According to Surbiton Associates, companies like Northern Star Resources (OTCPK: NESRF), Ramelius Resources (OTCPK: RMLRF), and Evolution Mining (OTCPK: CAHPF) are sitting on cash and bullion reserves far beyond their current operational needs.
“The rise in the gold price in the last two years alone has been remarkable,” Sandra Close, the firm’s director, said per Mining Weekly. She cited political instability, rising geopolitical tensions, and strong investor demand.
“The concern is that the larger the cash reserves become, the more the company may become a tempting takeover target,” she added. Close also noted that with acquisition costs climbing and asset valuations inflated, the miners may face pressure to return capital to shareholders through dividends or other measures.
However, if gold equities begin distributing excess capital via higher dividends, it could trigger a broader market rebalancing, drawing capital away from fixed income and into yield-bearing equity alternatives, thereby raising costs in the debt market. Thus, higher volatility remains inevitable – either in the bond or equity market, and leading institutions seem to be aware of this scenario.
Citigroup raised its three-month gold forecast to $3,500 per ounce, citing a deteriorating US economic outlook and increased inflation risk tied to trade tariffs. The bank now expects gold to trade in the $3,300 to $3,600 range.
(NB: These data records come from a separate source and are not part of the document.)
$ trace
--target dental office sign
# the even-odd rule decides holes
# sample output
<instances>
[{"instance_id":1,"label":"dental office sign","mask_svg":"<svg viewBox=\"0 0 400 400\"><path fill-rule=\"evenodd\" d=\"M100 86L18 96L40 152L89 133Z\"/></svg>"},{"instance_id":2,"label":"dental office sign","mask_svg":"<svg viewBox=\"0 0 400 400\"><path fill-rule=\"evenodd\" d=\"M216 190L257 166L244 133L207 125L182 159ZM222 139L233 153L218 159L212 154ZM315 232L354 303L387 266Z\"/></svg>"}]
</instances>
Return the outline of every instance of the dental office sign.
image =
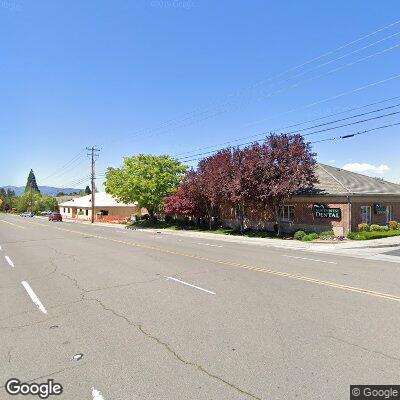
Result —
<instances>
[{"instance_id":1,"label":"dental office sign","mask_svg":"<svg viewBox=\"0 0 400 400\"><path fill-rule=\"evenodd\" d=\"M330 208L324 204L314 204L313 213L316 218L342 218L342 210L340 208Z\"/></svg>"},{"instance_id":2,"label":"dental office sign","mask_svg":"<svg viewBox=\"0 0 400 400\"><path fill-rule=\"evenodd\" d=\"M375 214L386 214L386 206L382 204L374 204Z\"/></svg>"}]
</instances>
“US growth and tariff-related inflation concerns are set to remain elevated during 2H’25, which, alongside a weaker dollar, are set to drive gold moderately higher, to new all-time highs,” Citi said.
Last week’s disappointing labor market data intensified expectations of policy easing. July’s nonfarm payrolls showed just 73,000 jobs added, with June’s figure revised sharply lower to 14,000. The surprise included two dissenting votes at the Federal Reserve’s policy meeting, the first split decision since 1993, strengthening speculation of a rate cut in September. According to the CME FedWatch Tool, markets are now pricing in an 81% probability of such a move.
In addition to slowing growth, Citi flagged rising institutional credibility concerns regarding the Fed and other US data providers. The bank also highlighted elevated geopolitical risk, particularly from the ongoing Russia-Ukraine conflict. Since mid-2022, Citi estimates gross gold demand has surged by more than one-third, helping push prices near historic highs. The bank attributes this to rising investment flows, moderate central bank buying, and robust jewelry demand despite higher prices.
Other institutions have taken an even more bullish stance. Fidelity International believes gold could rise to $4,000/oz by late 2026, while Goldman Sachs also sees the potential for gold to hit $4,000 with continued fiscal stress.
Looking ahead, FED Chair Jerome Powell is under considerable internal and external pressure to cut in September. However, with his term expiring next May, markets are also bracing for a successor more accommodating to President Donald Trump’s repeated calls for lower rates, raising the prospect of further dollar weakness and added tailwinds for bullion.